Ressources et analyses pour approfondir l’étude du GATT et de l’OMC

Pour qui veut comprendre la mécanique et la portée du GATT et de l’OMC, quelques repères sont incontournables. L’accord de Genève de 1947, signé par 23 pays, sert d’ossature au système commercial international. Les différents rounds de négociation, du Tokyo Round sur les barrières non tarifaires au Kennedy Round et ses baisses tarifaires spectaculaires, jalonnent l’histoire du commerce mondial. L’aboutissement du Uruguay Round (1986-1994) donne naissance à l’OMC via l’Accord de Marrakech, signalant le passage d’un accord multilatéral à une véritable organisation internationale. Cette évolution accompagne de nouveaux enjeux : ouverture des services (AGCS), protection de la propriété intellectuelle (ADPIC), encadrement des investissements (TRIMS).

Pour se repérer dans cet univers, plusieurs outils sont à privilégier. Les textes fondateurs, Accord de Marrakech, actes finaux des rounds successifs, documents issus des Conférences ministérielles, fournissent la base documentaire. Les analyses institutionnelles de l’OMC, celles de la Banque mondiale ou du FMI, apportent des éclairages sur les dispositifs de règlement des différends et sur la géopolitique des négociations.

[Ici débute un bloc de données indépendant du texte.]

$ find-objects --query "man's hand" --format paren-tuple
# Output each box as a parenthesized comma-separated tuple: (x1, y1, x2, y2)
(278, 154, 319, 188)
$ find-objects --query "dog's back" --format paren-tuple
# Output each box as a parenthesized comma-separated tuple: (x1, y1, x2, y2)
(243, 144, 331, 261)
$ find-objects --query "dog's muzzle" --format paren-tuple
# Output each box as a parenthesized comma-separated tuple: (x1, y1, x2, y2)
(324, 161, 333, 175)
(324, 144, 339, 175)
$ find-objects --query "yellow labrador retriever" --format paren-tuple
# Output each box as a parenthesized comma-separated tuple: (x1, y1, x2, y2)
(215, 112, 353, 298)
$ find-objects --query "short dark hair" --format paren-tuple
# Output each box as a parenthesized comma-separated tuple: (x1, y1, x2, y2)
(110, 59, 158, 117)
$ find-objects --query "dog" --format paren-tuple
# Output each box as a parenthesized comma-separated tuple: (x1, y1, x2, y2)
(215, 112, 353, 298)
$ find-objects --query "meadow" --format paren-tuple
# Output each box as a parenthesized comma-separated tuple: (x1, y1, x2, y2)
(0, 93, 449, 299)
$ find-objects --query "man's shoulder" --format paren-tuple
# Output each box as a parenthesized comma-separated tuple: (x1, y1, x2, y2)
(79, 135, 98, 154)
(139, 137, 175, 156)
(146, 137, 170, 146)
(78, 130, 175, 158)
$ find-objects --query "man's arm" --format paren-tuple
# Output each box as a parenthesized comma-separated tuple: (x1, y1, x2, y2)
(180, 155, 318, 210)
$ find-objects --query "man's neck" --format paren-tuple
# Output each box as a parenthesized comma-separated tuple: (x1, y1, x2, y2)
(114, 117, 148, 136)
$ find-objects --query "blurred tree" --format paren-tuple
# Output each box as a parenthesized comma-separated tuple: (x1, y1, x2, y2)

Voici quelques ressources clés à explorer pour aller plus loin :

  • Les rapports annuels de l’OMC retracent l’évolution du commerce mondial et dressent l’état des règles en vigueur.
  • Les archives du GATT permettent de remonter aux premiers pas du multilatéralisme commercial, jusqu’aux débats sur la création avortée de l’OIC à La Havane en 1948.
  • Les biographies de figures majeures, de Peter Sutherland à Eric Wyndham White, dévoilent la dimension politique des grandes négociations.

L’examen du GATT et de l’OMC dépasse le simple récit institutionnel. Il croise le droit, l’économie internationale et les stratégies des États, des 23 pays fondateurs aux 164 membres actuels. S’interroger sur l’évolution des règles, le rôle des conférences ministérielles ou la trajectoire des accords sectoriels, c’est aussi saisir la mécanique d’un système qui, sans cesse, réinvente ses équilibres. Difficile de prédire la prochaine mutation, mais une chose est sûre : le commerce mondial ne cesse de surprendre ceux qui l’observent de près.